Acrescente-se que estas referências não são exaustivas, pois o Tivoli acolheu ao longo dos vastos anos de atividade, numerosíssimas iniciativas ligadas ao teatro: isto, além da expressão musical, com participações de nomes como Stravinski, Rubinstein, Mennuhin, Kempff, Viana da Mota, Pedro de Freitas Branco, Silva Pereira, Ivo Cruz, Frederico de Freitas, Álvaro Cassuto, Tania Achot e tantos mais.
Mas no teatro se assinala, desde logo em 1925, a estreia, no foier (como estão se dizia) do Tivoli, da companhia chamada de Teatro Novo, dirigida por António Ferro, que constitui de certo modo a primeira verdadeira iniciativa “experimental” da cena portuguesa, “importante no seu experimentalismo” escrevi na “História do Teatro Português” (Verbo Ed., 2001). Sobretudo, note-se, na expressão de uma dramaturgia então de vanguarda e, como tal, inesperada no meio teatral português.
O protagonista, na estreia, foi Joaquim de Oliveira, ator de destaque na época, e que recorda a experiência num livro de memórias precisamente intitulado “O Teatro Novo”. E num texto posterior, produzido para o boletim da então Sociedade de Autores e Compositores Teatrais Portugueses (hoje Sociedade Portuguesa de Autores) é perentório: «Lima Mayer facilitou tudo para que se levasse a efeito o Teatro Novo no salão ao correr da Avenida da Liberdade, consentindo até no esboroamento das paredes e teto»…
O evento é referido até hoje como expressão de renovação do meio teatral da época, em obras de Jorge de Sena, Luis Francisco Rebell, o Tomás Ribas ou eu próprio.

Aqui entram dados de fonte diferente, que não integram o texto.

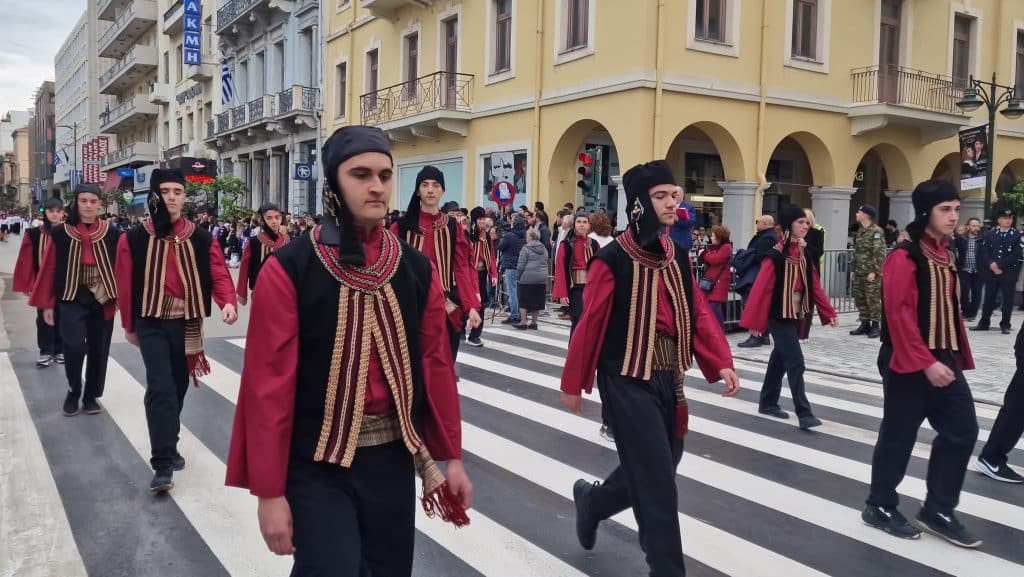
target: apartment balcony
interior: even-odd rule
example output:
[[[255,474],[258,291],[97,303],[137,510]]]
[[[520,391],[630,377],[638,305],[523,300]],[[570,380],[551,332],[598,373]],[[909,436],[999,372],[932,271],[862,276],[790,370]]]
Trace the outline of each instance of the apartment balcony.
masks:
[[[277,93],[277,118],[284,124],[315,128],[313,114],[320,108],[320,94],[309,86],[292,86]]]
[[[854,136],[890,125],[910,126],[928,144],[955,136],[970,123],[956,106],[966,81],[898,66],[857,68],[850,76],[853,98],[847,116]]]
[[[174,0],[164,12],[164,34],[177,36],[185,31],[185,0]]]
[[[96,3],[98,8],[96,11],[96,17],[100,20],[113,22],[117,19],[117,13],[131,3],[131,1],[132,0],[99,0]]]
[[[149,95],[136,94],[109,112],[100,113],[100,132],[121,134],[147,122],[155,122],[156,105],[149,101]]]
[[[466,136],[472,117],[472,74],[435,72],[359,97],[363,124],[392,140],[436,140],[440,132]]]
[[[224,148],[312,129],[318,106],[318,91],[308,86],[264,94],[207,121],[204,140],[207,146]]]
[[[271,4],[286,4],[290,12],[293,2],[289,0],[227,0],[217,9],[217,34],[225,34],[240,24],[255,21],[257,15],[265,15],[270,12]]]
[[[156,82],[149,85],[149,101],[153,104],[170,104],[174,100],[174,87]]]
[[[133,0],[110,29],[100,36],[99,55],[104,58],[121,58],[135,46],[146,30],[156,24],[158,17],[155,0]]]
[[[100,75],[100,94],[121,94],[156,67],[156,46],[135,46]]]
[[[429,7],[433,0],[362,0],[361,6],[377,18],[395,19],[395,12],[405,6]]]
[[[113,170],[121,166],[153,164],[159,160],[160,149],[155,142],[135,142],[111,152],[100,162],[103,170]]]
[[[210,80],[216,76],[219,71],[217,55],[212,52],[203,52],[200,55],[201,64],[189,64],[185,66],[185,77],[189,80],[201,82],[203,80]]]

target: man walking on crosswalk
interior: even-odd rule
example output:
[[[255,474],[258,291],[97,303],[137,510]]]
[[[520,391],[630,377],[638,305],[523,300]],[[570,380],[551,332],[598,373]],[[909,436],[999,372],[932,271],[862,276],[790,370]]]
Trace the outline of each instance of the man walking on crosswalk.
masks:
[[[295,556],[292,576],[408,577],[414,471],[428,515],[464,525],[472,503],[438,338],[444,291],[382,224],[394,174],[384,132],[341,128],[322,158],[325,217],[256,281],[227,484],[259,497],[264,539]]]
[[[897,537],[921,532],[896,508],[903,480],[928,419],[937,433],[928,462],[928,493],[918,524],[961,547],[979,547],[956,518],[967,463],[978,438],[974,399],[963,371],[974,368],[949,239],[960,217],[960,195],[945,180],[917,185],[909,241],[896,246],[882,268],[882,347],[878,368],[885,408],[871,462],[865,523]]]
[[[672,169],[663,160],[637,165],[623,184],[629,228],[592,261],[562,373],[562,404],[578,415],[597,372],[621,463],[603,483],[576,482],[576,534],[592,549],[601,521],[632,507],[651,576],[678,577],[686,574],[675,484],[689,416],[683,375],[696,356],[727,396],[740,385],[725,334],[694,290],[689,255],[664,232],[677,218]]]
[[[203,354],[203,319],[211,300],[221,319],[233,324],[235,287],[224,253],[206,229],[182,216],[185,177],[156,169],[149,177],[149,214],[117,246],[117,287],[125,338],[142,352],[146,365],[146,424],[154,475],[149,488],[174,486],[174,471],[185,467],[178,453],[181,409],[189,377],[209,374]]]
[[[46,199],[43,210],[46,220],[42,226],[25,231],[25,240],[18,252],[18,262],[14,265],[14,291],[30,297],[32,285],[35,284],[39,267],[43,263],[43,254],[50,245],[50,231],[64,220],[64,204],[59,198]],[[53,326],[46,324],[43,309],[36,309],[36,344],[39,346],[36,367],[44,368],[53,363],[64,364],[64,344],[60,340],[60,328],[57,323]]]

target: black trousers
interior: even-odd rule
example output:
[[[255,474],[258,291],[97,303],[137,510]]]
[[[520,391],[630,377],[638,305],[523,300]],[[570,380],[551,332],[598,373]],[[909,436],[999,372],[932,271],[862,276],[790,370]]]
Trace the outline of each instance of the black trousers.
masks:
[[[68,390],[82,395],[82,367],[85,367],[83,398],[103,396],[107,381],[107,360],[110,357],[110,336],[114,319],[103,318],[103,305],[85,287],[79,287],[74,301],[58,301],[55,313],[60,320],[60,337],[64,345],[64,374]],[[88,364],[86,361],[88,360]]]
[[[978,316],[981,306],[981,289],[985,286],[981,273],[960,271],[960,309],[965,318]]]
[[[804,352],[800,348],[799,331],[799,321],[768,321],[768,332],[775,341],[775,347],[768,358],[768,368],[764,372],[759,407],[767,409],[779,406],[782,377],[785,375],[789,381],[789,391],[793,395],[793,410],[798,417],[809,417],[811,403],[807,400],[804,384]]]
[[[572,325],[569,327],[569,336],[576,330],[576,325],[580,322],[580,317],[583,316],[583,289],[586,288],[585,284],[574,285],[569,289],[569,319],[572,321]]]
[[[955,368],[952,355],[944,352],[938,357],[956,373],[956,380],[948,387],[932,386],[924,372],[892,372],[889,369],[891,345],[882,345],[878,352],[885,405],[871,461],[869,505],[895,507],[899,504],[896,487],[906,475],[917,431],[925,419],[938,434],[932,441],[928,458],[928,494],[924,506],[929,511],[948,515],[960,501],[967,462],[978,439],[978,418],[974,414],[970,386],[963,372]]]
[[[293,456],[292,577],[409,577],[416,524],[412,455],[401,442],[356,450],[352,467]]]
[[[53,326],[43,320],[43,309],[36,309],[36,345],[39,356],[59,355],[64,352],[64,343],[60,340],[60,315],[53,310]]]
[[[996,310],[996,297],[1000,299],[999,308],[1003,313],[999,321],[1000,328],[1010,328],[1010,315],[1013,314],[1014,289],[1017,286],[1017,275],[1019,270],[1006,270],[1003,274],[989,274],[985,283],[985,306],[981,311],[981,322],[988,325],[992,319],[992,313]]]
[[[676,494],[683,440],[675,435],[673,373],[657,371],[650,381],[598,373],[597,386],[620,465],[591,493],[594,514],[604,520],[632,507],[651,577],[686,575]]]
[[[988,442],[981,450],[981,458],[994,466],[1005,465],[1010,450],[1024,434],[1024,327],[1017,331],[1017,344],[1014,347],[1017,357],[1017,371],[1010,380],[1003,396],[1003,406],[996,415]]]
[[[178,455],[181,409],[188,391],[185,362],[185,320],[135,318],[142,362],[146,365],[146,424],[149,426],[149,464],[167,469]]]
[[[484,311],[491,306],[491,275],[485,270],[477,271],[477,282],[480,284],[480,318],[484,318]],[[475,329],[469,331],[470,339],[479,339],[484,334],[484,323],[480,323]]]

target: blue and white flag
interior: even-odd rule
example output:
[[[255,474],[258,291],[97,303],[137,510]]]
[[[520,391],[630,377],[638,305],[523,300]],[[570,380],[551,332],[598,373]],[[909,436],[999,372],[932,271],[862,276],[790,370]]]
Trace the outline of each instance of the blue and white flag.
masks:
[[[220,104],[228,106],[235,101],[235,82],[231,78],[231,64],[223,52],[220,57]]]
[[[75,190],[75,187],[78,186],[79,181],[81,181],[81,174],[82,172],[80,170],[71,171],[71,176],[68,178],[68,186],[71,190]]]
[[[55,152],[53,154],[53,169],[57,170],[57,167],[62,165],[62,164],[64,164],[64,161],[61,160],[60,153],[59,152]]]

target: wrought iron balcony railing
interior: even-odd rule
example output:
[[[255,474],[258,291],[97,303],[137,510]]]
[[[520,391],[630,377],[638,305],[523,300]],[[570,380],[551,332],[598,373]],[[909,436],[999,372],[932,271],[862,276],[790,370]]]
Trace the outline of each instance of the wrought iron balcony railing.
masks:
[[[899,66],[869,66],[851,71],[853,103],[898,104],[933,112],[961,114],[967,80]]]
[[[164,160],[185,156],[186,153],[188,153],[188,143],[172,146],[164,151]]]
[[[262,0],[227,0],[217,9],[217,34],[223,33],[239,16],[244,15]]]
[[[213,138],[217,134],[216,124],[213,120],[206,121],[206,138]]]
[[[380,124],[436,110],[469,112],[473,75],[435,72],[359,97],[365,124]]]

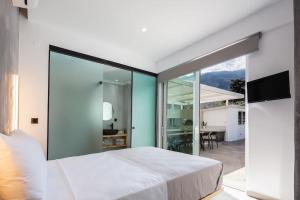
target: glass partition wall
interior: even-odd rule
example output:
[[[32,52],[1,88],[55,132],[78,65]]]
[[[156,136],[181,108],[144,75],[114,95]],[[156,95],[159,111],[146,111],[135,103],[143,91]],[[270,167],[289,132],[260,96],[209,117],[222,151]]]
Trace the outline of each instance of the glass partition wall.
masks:
[[[51,52],[49,73],[48,158],[100,151],[99,135],[103,123],[101,66]]]
[[[152,74],[50,51],[48,100],[49,160],[155,146]]]

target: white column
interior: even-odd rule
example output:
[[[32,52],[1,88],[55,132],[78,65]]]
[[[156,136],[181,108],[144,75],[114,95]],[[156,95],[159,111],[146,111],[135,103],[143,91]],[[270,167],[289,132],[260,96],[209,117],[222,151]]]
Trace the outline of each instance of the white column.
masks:
[[[193,92],[193,154],[199,155],[199,131],[200,131],[200,71],[195,72]]]

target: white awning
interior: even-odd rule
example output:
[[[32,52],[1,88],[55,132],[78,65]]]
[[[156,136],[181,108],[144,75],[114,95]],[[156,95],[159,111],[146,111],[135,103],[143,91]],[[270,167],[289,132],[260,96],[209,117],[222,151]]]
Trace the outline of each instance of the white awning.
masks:
[[[242,99],[243,94],[200,84],[200,103]],[[186,81],[169,81],[168,104],[190,104],[193,101],[193,84]]]

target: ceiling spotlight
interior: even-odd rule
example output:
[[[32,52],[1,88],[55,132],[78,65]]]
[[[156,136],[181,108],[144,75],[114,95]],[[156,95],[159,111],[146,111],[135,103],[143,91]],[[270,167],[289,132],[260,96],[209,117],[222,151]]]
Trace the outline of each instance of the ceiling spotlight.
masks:
[[[119,80],[115,80],[116,82],[118,82]]]
[[[147,28],[142,28],[142,32],[146,32],[147,31]]]

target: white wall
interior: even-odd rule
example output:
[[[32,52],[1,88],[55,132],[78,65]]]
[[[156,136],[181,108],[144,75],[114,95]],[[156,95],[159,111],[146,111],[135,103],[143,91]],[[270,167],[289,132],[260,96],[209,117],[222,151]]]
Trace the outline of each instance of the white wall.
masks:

Ora bem: temos pois o Tivoli como sala de referência, alternando ou conciliando, a partir da exploração cinematográfica uma marca de seletividade em espetáculos de teatro português e estrangeiro. E nesse aspeto, destacamos as sucessivas temporadas da Comédie Française, a partir de 1959, com um repertório de qualidade, na base de dramaturgos franceses. Recorda-se Molière, Jean Giraudoux, Marcel Achard ou Henry de Monterlan. Em 1960 e 1962, Marcel Marceau apresentou-se em espetáculos a que chamou “Pantomimas de Bip”.
Estas temporadas sucessivas de Comédie Française assumiam a relevância que na época marcava, certamente mais do que hoje, as “relações teatrais” com a França…
Mas importa também salientar que, alternando com espetáculos “clássicos”, de Molière a Marivaux, foram apresentados, por vezes revelados, no Tivoli autores contemporâneos, a partir de produções notáveis - e posso recordá-las agora - da Comédie: a “Eletra” de Jean Giraudoux, o “Port Royal” de Monterland. E mais tarde, num intercâmbio com o Theatre du Vieux Colombier, “L’Otage” de Claudel.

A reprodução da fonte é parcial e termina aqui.